Contagious skin condition caused by mites, tiny insect-like parasites that infect the top layer of the skin.

Pyoderma

Bacterial skin infection with formation of skin pustules.

Acute nephritic syndrome

Syndrome characterized by abrupt onset oedema and dark ‘cola-coloured’ or ‘tea-coloured’ urine, with or without renal impairment and sub-nephrotic proteinuria.

Hypertensive urgency

Marked elevation of blood pressure without target organ damage, such as pulmonary oedema, cardiac ischaemia, neurological deficits or acute renal failure.

Anti-streptolysin O

Antibody targeted against the toxic Streptolysin O enzyme produced by Group A Streptococcus bacteria.

Superantigens

Class of antigens that binds directly to HLA molecules without internal processing of the antigenic peptide, resulting in non-specific activation of T lymphocytes and polyclonal T cell activation with massive cytokine release.

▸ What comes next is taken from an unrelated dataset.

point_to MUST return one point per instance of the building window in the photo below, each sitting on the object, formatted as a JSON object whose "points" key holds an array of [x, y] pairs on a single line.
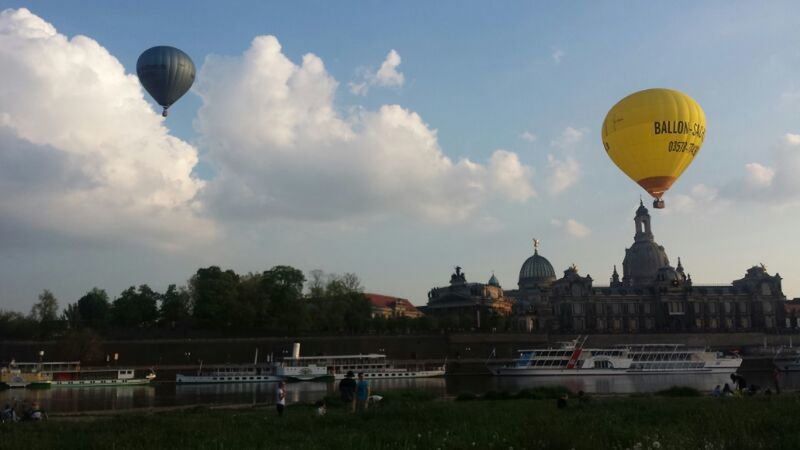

Pauci-immune staining pattern

Lack of or very few immune complex deposits.

Hyaline thrombi

Intracapillary proteinaceous globules resembling hyaline material.

Osler nodes

Painful red, raised lesions found on hands and feet, associated with a number of conditions including infective endocarditis, caused by immune complex deposition.

Janeway lesions

Non-tender, small erythematous or haemorrhagic macular or nodular lesions on the palms or soles only a few millimetres in diameter that are indicative of infective endocarditis (in contrast to Osler’s nodes, which are painful).

Splinter haemorrhages

Tiny red blood clots running vertically under the nails. These can be associated with multiple autoimmune conditions including infective endocarditis, scleroderma, systemic lupus erythematosus, rheumatoid arthritis and anti-phospholipid syndrome.

Valvular vegetations

Mass of fibrin, platelets, inflammatory cells and microcolonies of microorganisms collecting on heart valvular surfaces in infective endocarditis. Sterile vegetations may also occur (absence of microorganisms in them) in systemic lupus erythematosus.

Membranoproliferative GN

Glomerular inflammatory disease with hypercellularity in the expanded mesangium as well as in the intracapillary lumina, imparting a nodular–lobular appearance to the glomerulus. This can have many different aetiologies.

Serum cryoglobulins

Immune complexes that precipitate at temperatures below normal body temperature.

Cytokine storm

Secretion of large quantities of activating compounds (cytokines) due to a surge in activated immune cells, usually T lymphocytes.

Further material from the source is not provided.